Dongbin Zhao
Publications
Saliency-Guided Representation with Consistency Policy Learning for Visual Unsupervised Reinforcement Learning
Zero-shot unsupervised reinforcement learning (URL) offers a promising direction for building generalist agents capable of generalizing to unseen tasks without additional supervision. Among existing approaches, successor representations (SR) have emerged as a prominent paradigm due to their effectiveness in structured, low-dimensional settings. However, SR methods struggle to scale to high-dimensional visual environments. Through empirical analysis, we identify two key limitations of SR in visual URL: (1) SR objectives often lead to suboptimal representations that attend to dynamics-irrelevant regions, resulting in inaccurate successor measures and degraded task generalization; and (2) these flawed representations hinder SR policies from modeling multi-modal skill-conditioned action distributions and ensuring skill controllability. To address these limitations, we propose Saliency-Guided Representation with Consistency Policy Learning (SRCP), a novel framework that improves zero-shot generalization of SR methods in visual URL. SRCP decouples representation learning from successor training by introducing a saliency-guided dynamics task to capture dynamics-relevant representations, thereby improving successor measure and task generalization. Moreover, it integrates a fast-sampling consistency policy with URL-specific classifier-free guidance and tailored training objectives to improve skill-conditioned policy modeling and controllability. Extensive experiments on 16 tasks across 4 datasets from the ExORL benchmark demonstrate that SRCP achieves state-of-the-art zero-shot generalization in visual URL and is compatible with various SR methods.
Dynamic Dual-Granularity Skill Bank for Agentic RL
Agentic reinforcement learning (RL) can benefit substantially from reusable experience, yet existing skill-based methods mainly extract trajectory-level guidance and often lack principled mechanisms for maintaining an evolving skill memory. We propose D2Skill, a dynamic dual-granularity skill bank for agentic RL that organizes reusable experience into task skills for high-level guidance and step skills for fine-grained decision support and error correction. D2Skill jointly trains the policy and skill bank through paired baseline and skill-injected rollouts under the same policy, using their performance gap to derive hindsight utility signals for both skill updating and policy optimization. Built entirely from training-time experience, the skill bank is continuously expanded through reflection and maintained with utility-aware retrieval and pruning. Experiments on ALFWorld and WebShop with Qwen2.5-7B-Instruct and Qwen3-4B-Instruct-2507 show that D2Skill consistently improves success rates over skill-free baselines by 10-20 points. Further ablations and analyses show that both dual-granularity skill modeling and dynamic skill maintenance are critical to these gains, while the learned skills exhibit higher utility, transfer across evaluation settings, and introduce only modest training overhead.

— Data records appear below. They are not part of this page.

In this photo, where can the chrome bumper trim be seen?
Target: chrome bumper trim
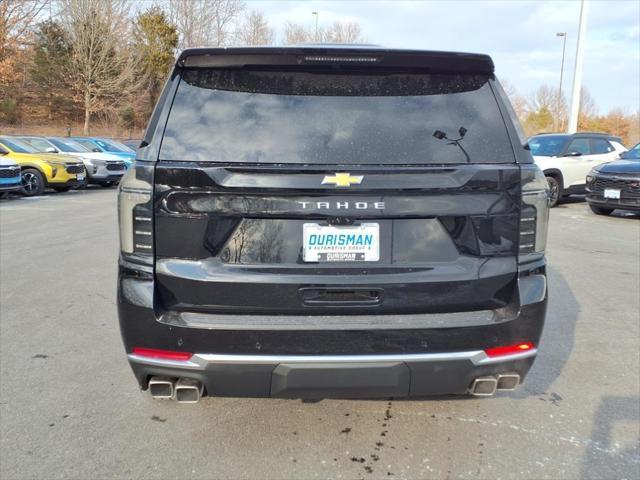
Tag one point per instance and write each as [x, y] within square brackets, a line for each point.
[200, 361]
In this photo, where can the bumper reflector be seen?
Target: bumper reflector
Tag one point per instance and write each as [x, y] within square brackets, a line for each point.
[509, 350]
[164, 354]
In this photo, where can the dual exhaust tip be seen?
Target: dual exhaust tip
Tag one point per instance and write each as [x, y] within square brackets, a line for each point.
[487, 386]
[183, 390]
[188, 390]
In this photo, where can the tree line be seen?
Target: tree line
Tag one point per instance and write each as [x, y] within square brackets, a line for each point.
[89, 62]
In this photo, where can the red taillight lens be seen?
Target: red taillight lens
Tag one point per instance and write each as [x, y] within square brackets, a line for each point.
[509, 350]
[163, 354]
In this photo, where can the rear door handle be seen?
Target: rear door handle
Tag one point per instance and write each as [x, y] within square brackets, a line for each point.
[341, 296]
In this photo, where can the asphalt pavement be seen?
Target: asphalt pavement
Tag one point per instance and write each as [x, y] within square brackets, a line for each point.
[70, 407]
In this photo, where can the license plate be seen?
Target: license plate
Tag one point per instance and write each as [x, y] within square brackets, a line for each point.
[327, 243]
[611, 193]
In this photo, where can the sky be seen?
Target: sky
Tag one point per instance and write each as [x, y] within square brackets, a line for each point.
[519, 35]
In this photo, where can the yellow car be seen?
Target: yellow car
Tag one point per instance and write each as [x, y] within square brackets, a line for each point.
[41, 170]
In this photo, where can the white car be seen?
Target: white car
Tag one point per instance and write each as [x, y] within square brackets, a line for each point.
[566, 159]
[102, 168]
[10, 177]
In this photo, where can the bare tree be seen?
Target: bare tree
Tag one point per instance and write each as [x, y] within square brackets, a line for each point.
[518, 102]
[547, 98]
[339, 32]
[102, 68]
[204, 22]
[588, 107]
[255, 30]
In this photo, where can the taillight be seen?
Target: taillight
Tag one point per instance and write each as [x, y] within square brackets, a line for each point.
[509, 349]
[135, 211]
[534, 214]
[162, 354]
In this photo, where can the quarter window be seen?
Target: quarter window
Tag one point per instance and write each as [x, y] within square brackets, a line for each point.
[600, 145]
[580, 145]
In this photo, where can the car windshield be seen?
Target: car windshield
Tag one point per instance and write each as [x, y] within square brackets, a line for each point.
[547, 146]
[17, 145]
[335, 118]
[633, 154]
[69, 146]
[113, 146]
[40, 144]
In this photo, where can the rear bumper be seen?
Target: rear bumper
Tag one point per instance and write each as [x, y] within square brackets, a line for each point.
[632, 204]
[413, 356]
[102, 174]
[334, 376]
[10, 187]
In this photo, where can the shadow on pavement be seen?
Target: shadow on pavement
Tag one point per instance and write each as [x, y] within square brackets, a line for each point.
[557, 340]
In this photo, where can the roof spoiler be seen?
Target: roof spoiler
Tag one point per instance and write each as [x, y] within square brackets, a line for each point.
[314, 56]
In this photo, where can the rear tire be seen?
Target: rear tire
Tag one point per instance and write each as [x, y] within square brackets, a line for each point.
[555, 191]
[601, 210]
[33, 182]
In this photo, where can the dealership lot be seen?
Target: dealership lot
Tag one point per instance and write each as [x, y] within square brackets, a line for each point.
[70, 406]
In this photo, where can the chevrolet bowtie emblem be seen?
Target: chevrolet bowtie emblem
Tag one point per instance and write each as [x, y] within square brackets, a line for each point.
[342, 179]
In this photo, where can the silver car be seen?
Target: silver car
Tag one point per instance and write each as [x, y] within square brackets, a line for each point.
[102, 168]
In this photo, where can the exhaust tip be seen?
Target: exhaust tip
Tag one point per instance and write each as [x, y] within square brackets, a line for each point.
[508, 381]
[188, 390]
[484, 386]
[161, 387]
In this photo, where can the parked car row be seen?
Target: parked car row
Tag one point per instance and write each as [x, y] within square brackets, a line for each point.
[29, 164]
[595, 164]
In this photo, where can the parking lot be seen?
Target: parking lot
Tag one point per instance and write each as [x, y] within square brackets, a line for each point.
[71, 408]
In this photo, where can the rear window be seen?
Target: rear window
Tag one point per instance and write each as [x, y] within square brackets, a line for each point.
[243, 116]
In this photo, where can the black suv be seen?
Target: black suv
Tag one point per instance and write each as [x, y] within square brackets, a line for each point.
[332, 222]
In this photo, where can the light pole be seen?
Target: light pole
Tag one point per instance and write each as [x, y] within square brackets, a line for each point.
[577, 73]
[564, 46]
[316, 15]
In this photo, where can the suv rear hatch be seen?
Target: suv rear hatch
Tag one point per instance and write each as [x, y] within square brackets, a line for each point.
[334, 183]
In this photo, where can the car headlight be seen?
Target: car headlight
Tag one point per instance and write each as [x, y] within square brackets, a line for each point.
[54, 164]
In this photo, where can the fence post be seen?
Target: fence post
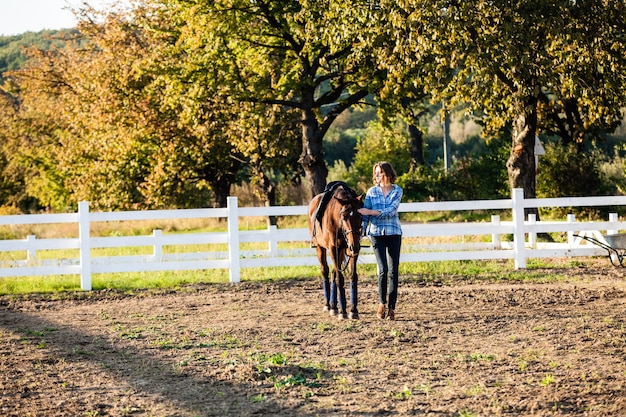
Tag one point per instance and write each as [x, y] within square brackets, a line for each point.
[496, 240]
[85, 245]
[613, 218]
[273, 245]
[532, 236]
[519, 249]
[571, 218]
[233, 239]
[31, 254]
[157, 248]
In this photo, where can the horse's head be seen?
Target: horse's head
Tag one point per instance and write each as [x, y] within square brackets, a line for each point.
[350, 220]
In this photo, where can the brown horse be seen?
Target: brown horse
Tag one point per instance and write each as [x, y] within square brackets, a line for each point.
[335, 228]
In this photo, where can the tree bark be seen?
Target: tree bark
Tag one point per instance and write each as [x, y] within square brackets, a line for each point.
[417, 147]
[312, 157]
[521, 163]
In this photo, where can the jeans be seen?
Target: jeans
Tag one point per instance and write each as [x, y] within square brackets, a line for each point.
[387, 277]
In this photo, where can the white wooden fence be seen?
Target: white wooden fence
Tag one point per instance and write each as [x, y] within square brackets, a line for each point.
[521, 247]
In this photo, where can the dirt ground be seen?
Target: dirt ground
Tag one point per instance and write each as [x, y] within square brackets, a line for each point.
[267, 349]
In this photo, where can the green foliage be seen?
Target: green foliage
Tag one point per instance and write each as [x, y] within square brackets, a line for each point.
[473, 177]
[380, 144]
[13, 48]
[565, 172]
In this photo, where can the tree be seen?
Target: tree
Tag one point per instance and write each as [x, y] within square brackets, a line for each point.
[314, 58]
[503, 57]
[105, 132]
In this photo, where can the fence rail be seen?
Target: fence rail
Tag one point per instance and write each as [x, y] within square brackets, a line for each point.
[521, 247]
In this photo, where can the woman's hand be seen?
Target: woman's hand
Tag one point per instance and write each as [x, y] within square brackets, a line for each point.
[368, 212]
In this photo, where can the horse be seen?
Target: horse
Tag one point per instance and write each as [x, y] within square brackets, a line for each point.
[335, 228]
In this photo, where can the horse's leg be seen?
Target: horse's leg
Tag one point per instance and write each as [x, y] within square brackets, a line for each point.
[333, 294]
[321, 257]
[342, 295]
[354, 279]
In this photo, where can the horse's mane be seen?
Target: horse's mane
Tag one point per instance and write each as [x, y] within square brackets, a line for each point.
[328, 193]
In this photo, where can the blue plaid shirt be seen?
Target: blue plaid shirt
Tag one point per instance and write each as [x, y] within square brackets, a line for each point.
[388, 221]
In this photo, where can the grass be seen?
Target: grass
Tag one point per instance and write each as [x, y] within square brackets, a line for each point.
[445, 272]
[448, 272]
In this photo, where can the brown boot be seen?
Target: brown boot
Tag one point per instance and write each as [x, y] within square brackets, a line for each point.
[381, 311]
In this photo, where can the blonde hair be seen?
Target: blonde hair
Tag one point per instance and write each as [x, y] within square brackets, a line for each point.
[386, 167]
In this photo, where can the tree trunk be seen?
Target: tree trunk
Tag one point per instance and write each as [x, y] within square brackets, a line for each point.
[521, 163]
[312, 158]
[417, 147]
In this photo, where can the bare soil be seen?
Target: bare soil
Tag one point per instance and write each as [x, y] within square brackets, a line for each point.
[267, 349]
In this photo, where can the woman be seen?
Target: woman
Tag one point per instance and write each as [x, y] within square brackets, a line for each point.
[382, 224]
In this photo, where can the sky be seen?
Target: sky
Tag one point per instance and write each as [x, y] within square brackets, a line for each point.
[19, 16]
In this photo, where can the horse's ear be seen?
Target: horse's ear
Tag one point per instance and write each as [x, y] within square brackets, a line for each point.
[342, 201]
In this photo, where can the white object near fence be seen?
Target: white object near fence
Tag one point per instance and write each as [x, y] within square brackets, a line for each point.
[523, 246]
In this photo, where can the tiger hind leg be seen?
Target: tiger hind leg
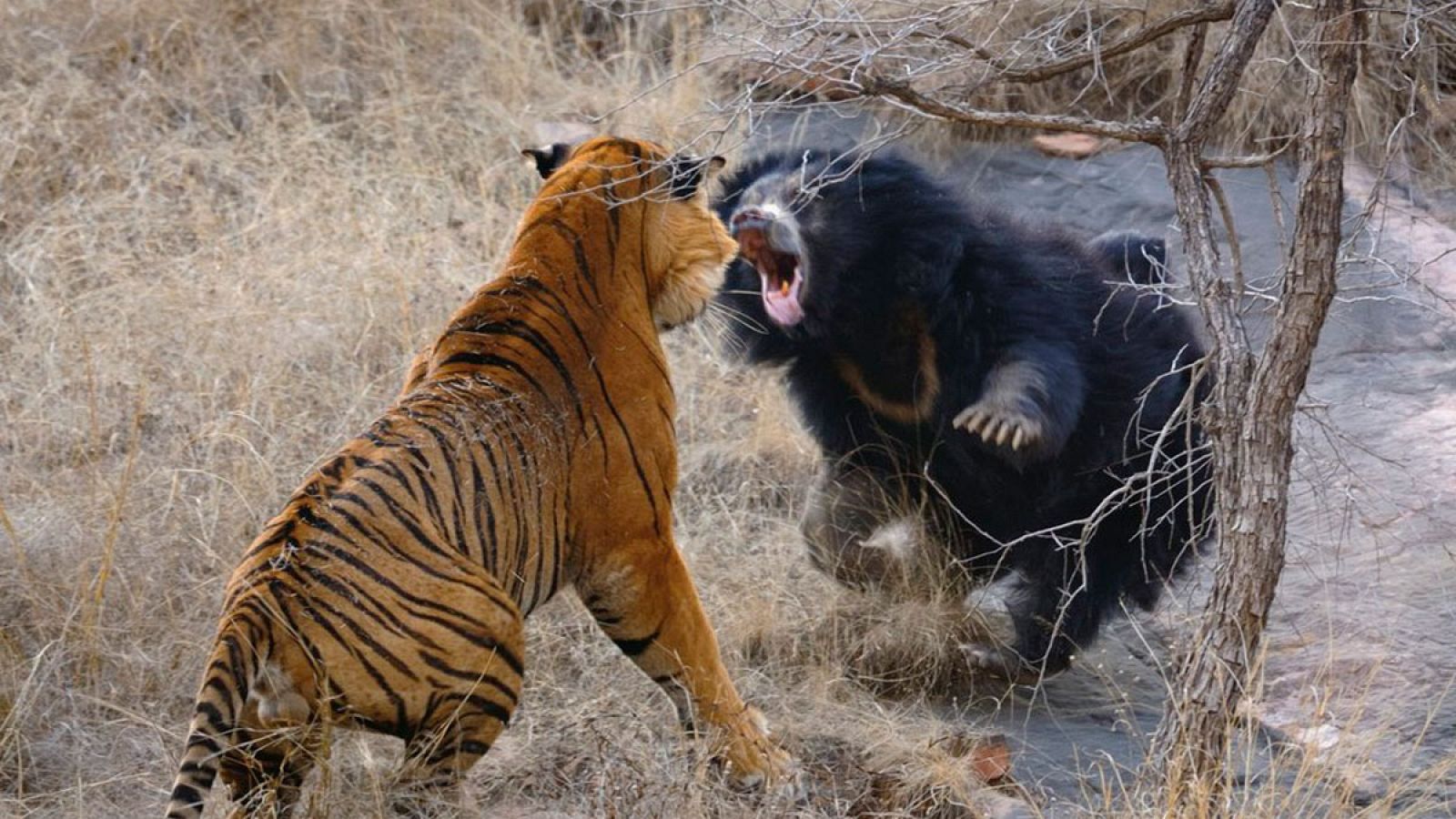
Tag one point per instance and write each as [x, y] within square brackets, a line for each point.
[645, 601]
[266, 768]
[463, 722]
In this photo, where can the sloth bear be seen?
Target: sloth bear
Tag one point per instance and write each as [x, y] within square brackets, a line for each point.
[1012, 385]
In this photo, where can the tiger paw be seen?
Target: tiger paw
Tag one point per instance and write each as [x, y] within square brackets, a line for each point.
[753, 761]
[999, 423]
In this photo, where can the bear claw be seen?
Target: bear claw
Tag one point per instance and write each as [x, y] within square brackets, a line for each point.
[999, 426]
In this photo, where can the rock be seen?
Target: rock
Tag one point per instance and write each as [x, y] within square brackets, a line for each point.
[992, 804]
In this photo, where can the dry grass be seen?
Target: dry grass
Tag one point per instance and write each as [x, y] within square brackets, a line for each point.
[225, 227]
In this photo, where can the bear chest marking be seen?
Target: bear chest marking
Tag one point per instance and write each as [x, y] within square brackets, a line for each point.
[900, 380]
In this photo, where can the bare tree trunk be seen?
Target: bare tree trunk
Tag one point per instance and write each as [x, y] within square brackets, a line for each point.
[1256, 399]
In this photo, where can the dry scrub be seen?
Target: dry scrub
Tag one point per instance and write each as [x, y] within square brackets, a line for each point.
[223, 230]
[225, 227]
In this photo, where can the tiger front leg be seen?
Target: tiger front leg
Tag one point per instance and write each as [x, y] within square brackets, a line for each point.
[645, 601]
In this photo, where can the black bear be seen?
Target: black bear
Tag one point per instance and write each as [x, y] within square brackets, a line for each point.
[1034, 395]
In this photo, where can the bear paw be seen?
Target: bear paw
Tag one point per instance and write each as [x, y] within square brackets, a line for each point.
[1001, 424]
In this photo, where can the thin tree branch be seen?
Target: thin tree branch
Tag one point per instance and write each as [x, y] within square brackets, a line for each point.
[1107, 51]
[1149, 131]
[1222, 80]
[1257, 160]
[1193, 57]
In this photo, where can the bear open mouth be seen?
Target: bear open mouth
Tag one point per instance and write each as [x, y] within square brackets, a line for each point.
[779, 274]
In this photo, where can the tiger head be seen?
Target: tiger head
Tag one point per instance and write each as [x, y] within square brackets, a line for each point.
[660, 198]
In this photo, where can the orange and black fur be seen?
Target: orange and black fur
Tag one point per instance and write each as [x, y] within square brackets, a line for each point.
[531, 450]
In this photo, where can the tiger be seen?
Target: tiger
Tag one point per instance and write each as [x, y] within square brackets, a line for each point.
[531, 450]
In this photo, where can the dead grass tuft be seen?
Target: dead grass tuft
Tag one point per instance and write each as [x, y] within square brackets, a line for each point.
[225, 228]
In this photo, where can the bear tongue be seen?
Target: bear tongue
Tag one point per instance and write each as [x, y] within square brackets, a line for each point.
[783, 303]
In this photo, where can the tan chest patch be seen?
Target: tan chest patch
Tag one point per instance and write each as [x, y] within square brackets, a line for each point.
[926, 385]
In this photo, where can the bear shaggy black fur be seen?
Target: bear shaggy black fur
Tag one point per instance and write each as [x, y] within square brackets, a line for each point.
[1026, 389]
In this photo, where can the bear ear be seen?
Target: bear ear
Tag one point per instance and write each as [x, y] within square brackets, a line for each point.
[688, 172]
[548, 157]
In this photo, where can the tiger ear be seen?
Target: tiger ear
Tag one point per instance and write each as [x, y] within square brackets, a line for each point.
[688, 174]
[548, 157]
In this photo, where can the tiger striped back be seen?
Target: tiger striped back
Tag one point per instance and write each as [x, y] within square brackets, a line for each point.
[531, 450]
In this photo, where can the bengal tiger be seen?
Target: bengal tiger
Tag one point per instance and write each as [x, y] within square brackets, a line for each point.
[533, 450]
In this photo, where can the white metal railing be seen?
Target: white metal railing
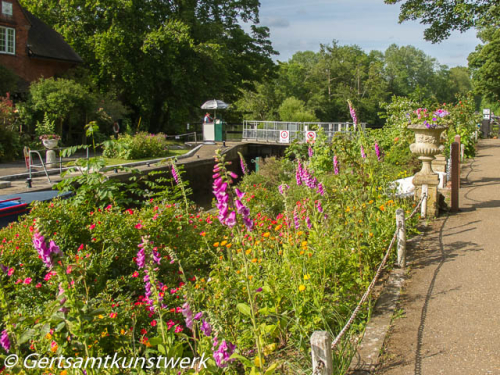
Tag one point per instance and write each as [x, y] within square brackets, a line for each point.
[269, 131]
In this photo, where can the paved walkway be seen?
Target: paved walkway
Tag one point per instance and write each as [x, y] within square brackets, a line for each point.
[450, 307]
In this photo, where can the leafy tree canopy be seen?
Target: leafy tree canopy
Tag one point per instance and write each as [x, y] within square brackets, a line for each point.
[164, 58]
[444, 16]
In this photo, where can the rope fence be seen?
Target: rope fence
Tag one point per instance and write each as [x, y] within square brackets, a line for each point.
[321, 342]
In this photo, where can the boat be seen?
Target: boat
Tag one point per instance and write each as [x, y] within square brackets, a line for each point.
[13, 206]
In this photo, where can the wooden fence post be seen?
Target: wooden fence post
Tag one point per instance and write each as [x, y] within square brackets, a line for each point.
[321, 348]
[457, 139]
[455, 175]
[401, 225]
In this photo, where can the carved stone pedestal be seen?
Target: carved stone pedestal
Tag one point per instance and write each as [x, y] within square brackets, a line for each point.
[50, 159]
[426, 146]
[439, 166]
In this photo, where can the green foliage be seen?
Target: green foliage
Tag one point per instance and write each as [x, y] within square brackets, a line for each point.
[321, 83]
[92, 188]
[294, 110]
[47, 126]
[484, 63]
[8, 81]
[201, 47]
[10, 145]
[138, 146]
[446, 16]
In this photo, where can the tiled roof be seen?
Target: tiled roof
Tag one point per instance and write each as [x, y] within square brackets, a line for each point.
[44, 42]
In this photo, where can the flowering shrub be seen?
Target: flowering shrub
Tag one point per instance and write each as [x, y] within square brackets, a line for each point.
[431, 119]
[138, 146]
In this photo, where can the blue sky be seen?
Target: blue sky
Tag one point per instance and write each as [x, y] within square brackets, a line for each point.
[300, 25]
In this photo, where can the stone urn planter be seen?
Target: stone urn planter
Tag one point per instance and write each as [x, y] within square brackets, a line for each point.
[50, 144]
[427, 146]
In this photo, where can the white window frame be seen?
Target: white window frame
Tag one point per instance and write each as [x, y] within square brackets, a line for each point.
[9, 6]
[6, 33]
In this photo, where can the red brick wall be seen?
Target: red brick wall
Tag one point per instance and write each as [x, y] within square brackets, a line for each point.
[29, 69]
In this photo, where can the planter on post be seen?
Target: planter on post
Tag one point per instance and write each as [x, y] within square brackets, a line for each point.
[50, 155]
[427, 146]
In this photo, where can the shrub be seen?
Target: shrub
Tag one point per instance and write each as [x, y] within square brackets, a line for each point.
[139, 146]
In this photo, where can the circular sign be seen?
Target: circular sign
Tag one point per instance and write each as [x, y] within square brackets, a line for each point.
[311, 136]
[284, 136]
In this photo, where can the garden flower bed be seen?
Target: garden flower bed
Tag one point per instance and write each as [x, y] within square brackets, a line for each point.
[288, 252]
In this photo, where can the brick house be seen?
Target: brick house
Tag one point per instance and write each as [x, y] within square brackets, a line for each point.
[30, 48]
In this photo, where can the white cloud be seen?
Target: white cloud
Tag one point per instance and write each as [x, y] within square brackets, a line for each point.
[297, 25]
[275, 22]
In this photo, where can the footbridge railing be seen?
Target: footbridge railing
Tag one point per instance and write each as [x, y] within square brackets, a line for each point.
[287, 132]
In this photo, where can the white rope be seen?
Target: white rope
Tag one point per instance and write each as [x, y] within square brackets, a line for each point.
[374, 281]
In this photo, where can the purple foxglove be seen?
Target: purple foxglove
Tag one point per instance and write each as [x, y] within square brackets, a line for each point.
[363, 155]
[308, 222]
[4, 341]
[239, 194]
[231, 219]
[206, 328]
[336, 164]
[377, 151]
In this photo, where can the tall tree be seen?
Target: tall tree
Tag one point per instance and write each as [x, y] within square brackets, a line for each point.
[444, 16]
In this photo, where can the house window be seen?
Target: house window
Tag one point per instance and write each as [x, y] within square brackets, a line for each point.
[6, 8]
[7, 40]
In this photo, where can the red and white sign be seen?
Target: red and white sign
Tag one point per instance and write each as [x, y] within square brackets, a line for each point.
[284, 136]
[310, 136]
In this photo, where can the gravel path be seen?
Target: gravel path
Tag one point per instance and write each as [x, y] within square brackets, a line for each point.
[450, 307]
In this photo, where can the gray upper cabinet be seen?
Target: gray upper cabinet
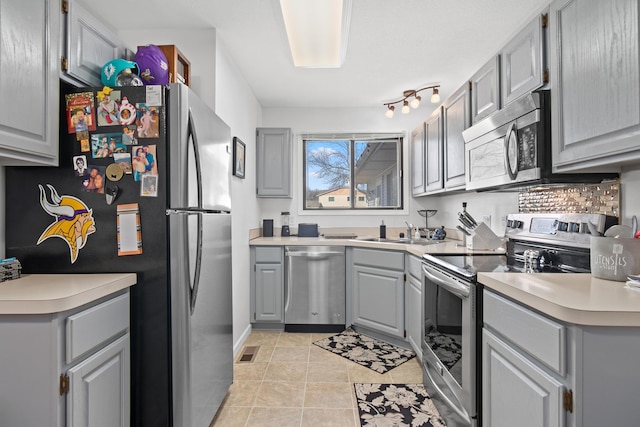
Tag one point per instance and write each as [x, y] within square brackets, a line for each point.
[523, 62]
[594, 57]
[434, 174]
[273, 162]
[457, 117]
[87, 45]
[485, 90]
[29, 70]
[417, 161]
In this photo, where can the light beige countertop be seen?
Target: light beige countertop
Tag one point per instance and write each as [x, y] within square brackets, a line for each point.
[53, 293]
[447, 246]
[574, 298]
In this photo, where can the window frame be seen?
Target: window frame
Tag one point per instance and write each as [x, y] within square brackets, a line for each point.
[353, 197]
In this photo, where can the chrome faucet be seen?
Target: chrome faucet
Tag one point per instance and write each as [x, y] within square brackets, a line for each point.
[409, 230]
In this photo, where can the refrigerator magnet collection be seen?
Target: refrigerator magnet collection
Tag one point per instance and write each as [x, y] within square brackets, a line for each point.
[142, 166]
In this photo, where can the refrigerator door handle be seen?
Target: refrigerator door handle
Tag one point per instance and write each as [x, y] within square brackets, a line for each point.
[198, 267]
[192, 289]
[191, 129]
[193, 137]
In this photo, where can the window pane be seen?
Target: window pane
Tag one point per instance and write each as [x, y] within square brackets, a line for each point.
[327, 174]
[331, 167]
[376, 172]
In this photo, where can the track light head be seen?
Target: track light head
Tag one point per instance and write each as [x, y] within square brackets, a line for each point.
[414, 103]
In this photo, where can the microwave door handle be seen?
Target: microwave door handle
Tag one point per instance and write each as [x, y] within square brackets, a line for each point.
[512, 170]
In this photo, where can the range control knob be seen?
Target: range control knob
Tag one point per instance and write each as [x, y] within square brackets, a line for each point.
[546, 260]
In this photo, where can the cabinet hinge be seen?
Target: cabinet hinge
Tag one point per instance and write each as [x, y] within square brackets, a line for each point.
[64, 384]
[567, 400]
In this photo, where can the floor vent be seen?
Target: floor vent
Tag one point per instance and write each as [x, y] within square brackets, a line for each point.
[249, 354]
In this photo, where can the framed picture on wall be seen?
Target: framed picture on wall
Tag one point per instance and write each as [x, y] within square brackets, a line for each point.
[238, 157]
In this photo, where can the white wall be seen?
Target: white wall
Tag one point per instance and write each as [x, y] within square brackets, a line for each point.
[238, 107]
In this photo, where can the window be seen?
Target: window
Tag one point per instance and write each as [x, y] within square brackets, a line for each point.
[352, 173]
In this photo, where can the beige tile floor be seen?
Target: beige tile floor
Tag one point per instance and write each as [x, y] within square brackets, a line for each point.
[292, 382]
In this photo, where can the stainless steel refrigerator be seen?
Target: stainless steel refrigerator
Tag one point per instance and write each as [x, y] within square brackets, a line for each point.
[181, 321]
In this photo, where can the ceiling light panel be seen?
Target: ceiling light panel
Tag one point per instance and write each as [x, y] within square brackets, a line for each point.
[317, 31]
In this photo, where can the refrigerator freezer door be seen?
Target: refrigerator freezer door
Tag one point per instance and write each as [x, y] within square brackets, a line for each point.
[199, 142]
[202, 339]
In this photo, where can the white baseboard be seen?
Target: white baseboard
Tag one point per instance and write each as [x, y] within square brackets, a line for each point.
[237, 346]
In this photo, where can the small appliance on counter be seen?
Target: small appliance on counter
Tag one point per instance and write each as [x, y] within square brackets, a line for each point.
[308, 230]
[267, 228]
[286, 231]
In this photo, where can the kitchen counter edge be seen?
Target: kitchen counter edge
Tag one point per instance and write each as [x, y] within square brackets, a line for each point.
[54, 293]
[447, 246]
[576, 298]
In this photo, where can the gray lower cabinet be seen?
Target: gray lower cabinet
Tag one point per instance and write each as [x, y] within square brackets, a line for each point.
[67, 369]
[595, 83]
[540, 372]
[87, 45]
[29, 82]
[378, 290]
[267, 284]
[413, 303]
[273, 162]
[515, 391]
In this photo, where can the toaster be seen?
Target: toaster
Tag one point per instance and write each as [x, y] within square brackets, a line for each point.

WoVR: World Models as Reliable Simulators for Post-Training VLA Policies with RL
Reinforcement learning (RL) promises to unlock capabilities beyond imitation learning for Vision-Language-Action (VLA) models, but its requirement for massive real-world interaction prevents direct deployment on physical robots. Recent work attempts to use learned world models as simulators for policy optimization, yet closed-loop imagined rollouts inevitably suffer from hallucination and long-horizon error accumulation. Such errors do not merely degrade visual fidelity; they corrupt the optimization signal, encouraging policies to exploit model inaccuracies rather than genuine task progress. We propose WoVR, a reliable world-model-based reinforcement learning framework for post-training VLA policies. Instead of assuming a faithful world model, WoVR explicitly regulates how RL interacts with imperfect imagined dynamics. It improves rollout stability through a controllable action-conditioned video world model, reshapes imagined interaction to reduce effective error depth via Keyframe-Initialized Rollouts, and maintains policy-simulator alignment through World Model-Policy co-evolution. Extensive experiments on LIBERO benchmarks and real-world robotic manipulation demonstrate that WoVR enables stable long-horizon imagined rollouts and effective policy optimization, improving average LIBERO success from 39.95% to 69.2% (+29.3 points) and real-robot success from 61.7% to 91.7% (+30.0 points). These results show that learned world models can serve as practical simulators for reinforcement learning when hallucination is explicitly controlled.